2. The defendant hospital contends that it has the absolute right to refuse to give emergency treatment to any person. No hospital, public or private, is under a common-law duty to accept everyone who applies for admission; nor is there a duty to maintain an emergency ward. However, this is not the same as the duty owed by a public hospital supported by public tax funds which does maintain emergency facilities for the benefit of the general public. The maintenance of such emergency facilities by a public hospital to render first aid to injured persons has become a well-established adjunct to the main business of a hospital. Treatment is performed by the hospital staff and the patient is billed by the hospital rather than a physician. To say that a public institution which has assumed this duty and held itself out as giving aid can arbitrarily refuse to give emergency treatment to a member of the public who presents himself with "a broken arm and in a state of traumatic injury, suffering mental and physical pain visible and obvious to the hospital employees" is repugnant to our entire system of government.
It has been held in some jurisdictions that a private hospital which maintains emergency facilities does not have an absolute right to refuse aid to a person seriously hurt or ill and may become liable for the worsening of the injury or illness caused by such refusal. Manlove v. Wilmington General Hosp., 53 Del. 338 (169 A2d 18); Wilmington General Hosp. v. Manlove, 54 Del. 15 (174 A2d 135). Cf. New Biloxi Hosp. v. Frazier, 245 Miss. 185 (146 S2d 882); Le Juene Road Hosp. v. Watson (Fla. App.), 171 S2d 202; Methodist Hosp. v. Ball, 50 Tenn. App. 460 (362 SW2d 475). See 62 Columbia L. Rev. 730; 14 Stanford L. Rev. 910; 40 Texas L. Rev. 732. We express no opinion on the duty of a private hospital in Georgia.

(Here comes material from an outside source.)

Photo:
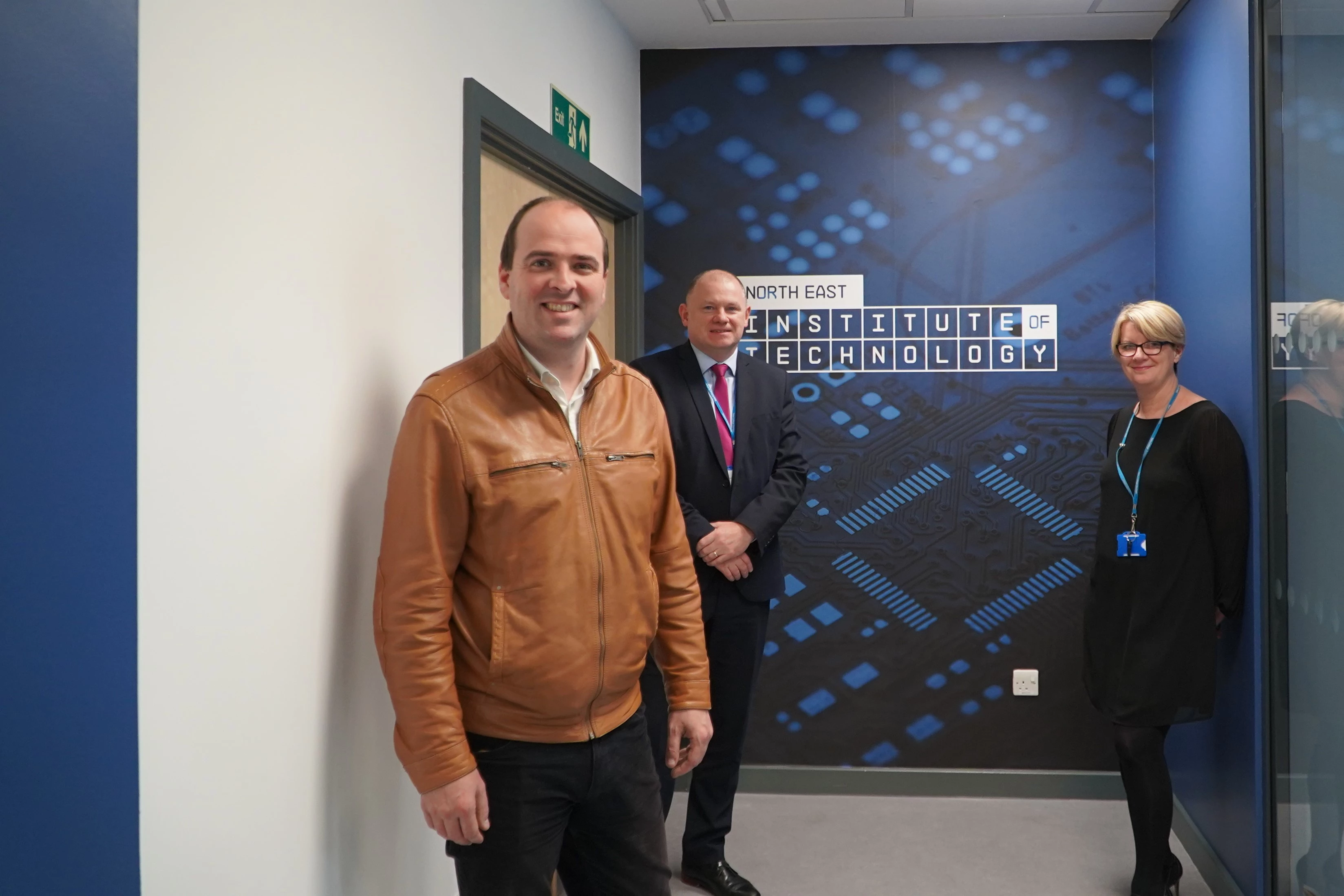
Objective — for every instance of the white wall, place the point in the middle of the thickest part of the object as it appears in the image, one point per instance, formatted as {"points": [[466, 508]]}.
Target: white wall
{"points": [[300, 273]]}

*628 While the complaint may not allege every fact that must be proved to enable the plaintiff to recover, we cannot say that it shows with certainty that the plaintiff would not be entitled to relief under any state of facts that could be proved. Byrd v. Ford Motor Co., 118 Ga. App. 333 (163 SE2d 327); Hunter v. A-1 Bonding Service, 118 Ga. App. 498 (164 SE2d 246), cert. denied, 118 Ga. App. 866; Harper v. DeFreitas, 117 Ga. App. 236 (160 SE2d 260); Martin v. Approved Bancredit Corp., 224 Ga. 550, 551 (163 SE2d 885).
The trial court erred in dismissing the complaint.
Judgment reversed. Jordan, P. J., and Whitman, J., concur.